Her testimony before Congress was instrumental in the passage of a bill that Senator Mikulski, who is on the floor leading this effort today, and I cosponsored together in 2001 and 2002. Our legislation gave the research community the tools they need to discover what triggers these deadly blood diseases, to devise better treatments, and to work toward a cure. In our bill, Barbara and I decided to name the Geraldine Ferraro Blood Cancer Education Program for Gerry Ferraro to raise awareness and spread the lifesaving information about myeloma, leukemia, and other forms of blood cancer. Gerry Ferraro was on the floor of the House when her bill--our bill--passed the House of Representatives on April 30, 2002. Her daughter was in the gallery with my staffer, and there was so much joy in her eyes and her demeanor.
But then Gerry Ferraro went about the business of fashioning the education program. She consulted with the doctors at Harvard, at Dana-Farber, with Dr. Ken Anderson, her doctor. She consulted with him because she wanted an interactive Web site because she knew that doctors all over the country were searching for information on the treatment of this disease because they were so unaware at the time of what you could do to help patients.

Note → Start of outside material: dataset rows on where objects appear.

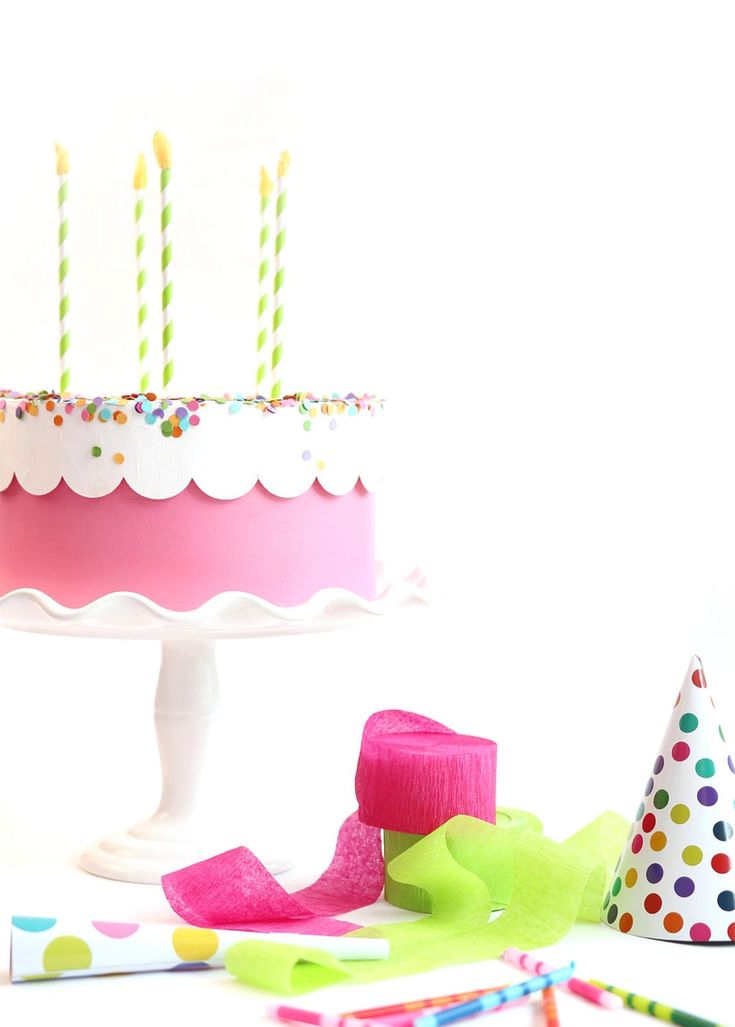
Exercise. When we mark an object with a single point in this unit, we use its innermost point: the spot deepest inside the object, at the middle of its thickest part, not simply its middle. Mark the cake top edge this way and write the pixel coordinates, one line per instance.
(145, 403)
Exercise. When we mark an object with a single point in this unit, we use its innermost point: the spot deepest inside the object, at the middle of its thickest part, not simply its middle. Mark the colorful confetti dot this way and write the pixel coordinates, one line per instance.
(680, 813)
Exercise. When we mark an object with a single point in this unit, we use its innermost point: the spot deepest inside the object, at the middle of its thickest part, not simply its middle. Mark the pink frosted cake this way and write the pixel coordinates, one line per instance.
(180, 500)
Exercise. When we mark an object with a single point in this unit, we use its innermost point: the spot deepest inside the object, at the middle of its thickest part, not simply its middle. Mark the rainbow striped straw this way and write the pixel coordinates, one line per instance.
(492, 1001)
(162, 150)
(278, 278)
(421, 1003)
(266, 188)
(64, 337)
(140, 181)
(521, 960)
(548, 1003)
(657, 1010)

Well, this is personal to me because my brother Allan also has multiple myeloma, and I got involved in this because I watched him bravely fight like Gerry Ferraro was doing. And my brother is a great patient. He is tough like Gerry. He is fighting like Gerry. And he is doing really well. But we knew how hard it was because we watched Allan fight this disease and take many of the same drugs and have the same doctor consultations as Gerry.
So Gerry and Allan knew each other and traded information, and the patients with these diseases do that. They reach out, they help each other because they know it is the person with the experience who knows how you feel when you just don't feel as though you can get up in the morning. People such as Kathy Giusti, who was also a good friend of Gerry Ferraro's, and Ken Anderson, they traded information, and it helped all of them to know they had that kind of support.

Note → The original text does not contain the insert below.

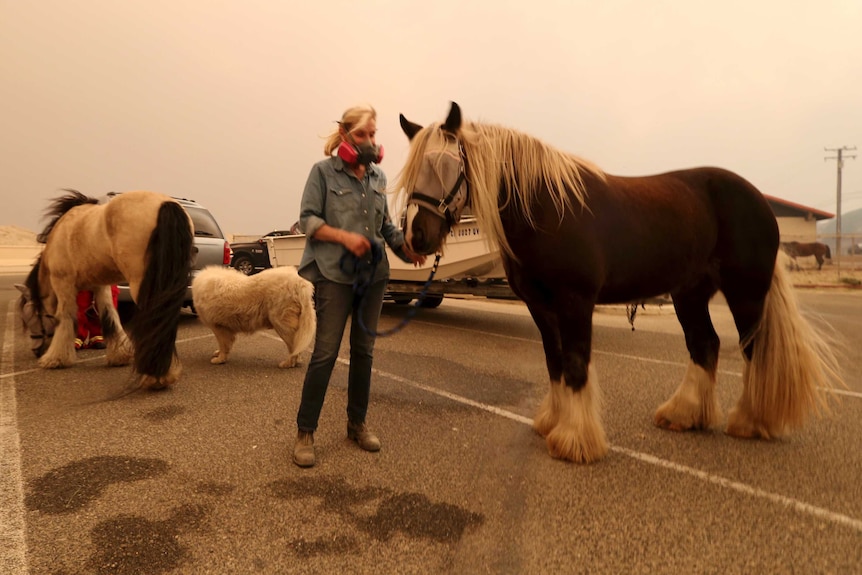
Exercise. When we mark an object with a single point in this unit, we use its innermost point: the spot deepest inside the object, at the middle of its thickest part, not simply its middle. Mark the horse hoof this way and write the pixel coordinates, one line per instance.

So she was an inspiration. Her dignity and grace in fighting multiple myeloma will be one of the trademarks in her life, along with the other great trailblazing she has done.
Just last month, the women of the Senate pulled together to return the encouragement. We knew Gerry was having a hard time, and we took a picture of the women of the Senate, we all signed it around the edges and we sent it to her, saying: Thanks for being our champion. Thanks for all you do for the women of our country.

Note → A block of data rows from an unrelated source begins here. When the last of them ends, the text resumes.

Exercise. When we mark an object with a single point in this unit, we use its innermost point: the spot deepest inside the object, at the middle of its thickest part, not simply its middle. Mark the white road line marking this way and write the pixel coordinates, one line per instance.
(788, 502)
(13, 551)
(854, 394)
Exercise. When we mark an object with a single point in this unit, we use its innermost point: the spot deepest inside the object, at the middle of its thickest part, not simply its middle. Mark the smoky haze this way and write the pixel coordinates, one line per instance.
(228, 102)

Gerry was not just a champion for women running for public office, she was a champion for women to succeed in every field, in every sector. She took the first powerful swing at the glass ceiling. She will not be here to see the woman President who is sworn into office, who will finish the breaking of that glass ceiling. But we will all be standing on the shoulders of Gerry Ferraro, and certainly that first woman President will as well, because she took those first steps, such as so many of the early trailblazers in all the different sectors. The first ones don't see their success, but what they do by showing the dignity and the courage and the tenacity and the grace does prepare the way for the next generation or the next woman to move to the next level, and that is what Gerry Ferraro has done for all the women of our country.
I will always remember her friendship. I appreciate her leadership. We will all miss her on a personal level, but we will always remember in the bigger picture what she did for this country.